Due to its observational non-randomized design, the current study is subject to limitations as described in detail previously [39]. Thus, despite efforts to control for confounding factors by applying multivariate analysis, we cannot exclude unmeasured factors which could have biased the results of the comparison between clopidogrel-treated and newer antiplatelet treated patients such as lesion characteristics and stent type and size. Another potential limitation of the study is the length of the follow-up period. Since the type of ACS (STEMI vs. unstable angina/NSTEMI) has different effects on short- and long-term prognosis, the study results regarding clinical outcomes can be applied only to short-term prognosis.
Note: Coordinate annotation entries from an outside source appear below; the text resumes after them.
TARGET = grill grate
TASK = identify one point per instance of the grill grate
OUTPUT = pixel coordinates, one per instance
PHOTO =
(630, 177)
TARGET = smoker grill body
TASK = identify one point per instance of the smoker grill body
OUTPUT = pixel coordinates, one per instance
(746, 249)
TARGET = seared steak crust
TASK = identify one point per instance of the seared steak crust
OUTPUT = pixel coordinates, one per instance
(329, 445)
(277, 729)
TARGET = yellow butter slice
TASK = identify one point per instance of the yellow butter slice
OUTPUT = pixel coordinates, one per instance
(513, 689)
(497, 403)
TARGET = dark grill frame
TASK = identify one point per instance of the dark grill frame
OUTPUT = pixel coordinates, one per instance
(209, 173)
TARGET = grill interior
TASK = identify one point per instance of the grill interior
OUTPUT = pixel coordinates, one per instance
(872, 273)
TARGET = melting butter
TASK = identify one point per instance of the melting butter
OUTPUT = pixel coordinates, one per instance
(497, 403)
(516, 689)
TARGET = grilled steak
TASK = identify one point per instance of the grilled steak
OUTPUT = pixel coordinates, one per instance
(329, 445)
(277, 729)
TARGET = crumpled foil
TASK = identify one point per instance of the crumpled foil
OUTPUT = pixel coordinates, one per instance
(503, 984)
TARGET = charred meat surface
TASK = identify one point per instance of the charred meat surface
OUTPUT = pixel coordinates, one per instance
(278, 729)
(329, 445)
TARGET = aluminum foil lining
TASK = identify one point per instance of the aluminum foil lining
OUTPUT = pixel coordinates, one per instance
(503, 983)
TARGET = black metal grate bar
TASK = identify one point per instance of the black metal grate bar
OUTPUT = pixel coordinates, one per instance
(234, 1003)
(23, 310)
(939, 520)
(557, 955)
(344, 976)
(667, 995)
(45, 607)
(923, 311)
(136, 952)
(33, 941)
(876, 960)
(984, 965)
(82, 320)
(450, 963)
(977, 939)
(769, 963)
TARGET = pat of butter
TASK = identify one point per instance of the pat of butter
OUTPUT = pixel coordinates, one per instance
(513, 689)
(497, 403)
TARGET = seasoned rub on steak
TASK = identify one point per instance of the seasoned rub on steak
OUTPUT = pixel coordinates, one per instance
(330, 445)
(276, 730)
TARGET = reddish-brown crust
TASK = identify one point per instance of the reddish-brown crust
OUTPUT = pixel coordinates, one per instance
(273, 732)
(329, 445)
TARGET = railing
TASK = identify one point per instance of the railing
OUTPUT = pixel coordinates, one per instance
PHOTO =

Further studies are needed to examine the long-term MACE of these patients and whether newer P2Y12 inhibitors would be more beneficial in this high-risk patient subset.

Conclusions

In summary, in this national, multicenter, contemporary “real life” setting, we did not observe any clinically meaningful differences in EST rates between clopidogrel-treated and newer antiplatelet-treated patients after PCI and stent implantation. Furthermore, it appears that throughout the past decade EST rates have been relatively low and have not changed significantly despite major changes in medical management and interventional technologies. In contrast, the rate of MACE following ACS (including mainly death and re-infarction) remains relatively high in the range of 6–9%. These findings suggest that more focus on the implementation of secondary prevention strategies is warranted in this population.